Abstract

Summary: Recent advances in AIDS-related therapies have delayed the onset of AIDS-defining illnesses and reduced the usefulness of AIDS surveillance in assessing the incidence of early HIV disease and estimating future needs of the HIV-infected population. These changes have prompted renewed interest in expanding surveillance to include HIV and have engendered national debate on whether an HIV surveillance system should be based on reports of the names of infected individuals or employ non-name-based data codes. In 1994, the state of Maryland implemented a program to require HIV surveillance by unique identifier (UI) patient code. This evaluation of Maryland's program found that when complete, the 12-digit UI number provided a virtually unduplicated count 99.8% unique, was 99.9% unique with only the last four digits of the U.S. government Social Security Number (SSN), date of birth (DOB), and race, and 77.7% unique if the last four digits of the SSN were missing.
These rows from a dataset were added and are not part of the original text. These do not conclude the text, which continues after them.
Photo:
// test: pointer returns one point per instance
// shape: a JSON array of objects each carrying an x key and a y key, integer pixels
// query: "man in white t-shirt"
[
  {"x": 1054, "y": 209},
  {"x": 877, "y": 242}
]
Health care providers were willing to create the UI, with DOB and gender present 98.3% and 98.8% of the time, race was complete 84.1% and last four digits of SSN were complete 72.4%. The overall completeness of reporting for HIV tests was 87.8%.and 84.8%, respectively, using different methodologies. Evidence from the Maryland UI evaluation demonstrates that a non-name-based system can provide accurate, timely and valid data concerning the scope of the HIV epidemic, without the creation of state-wide name-based registry.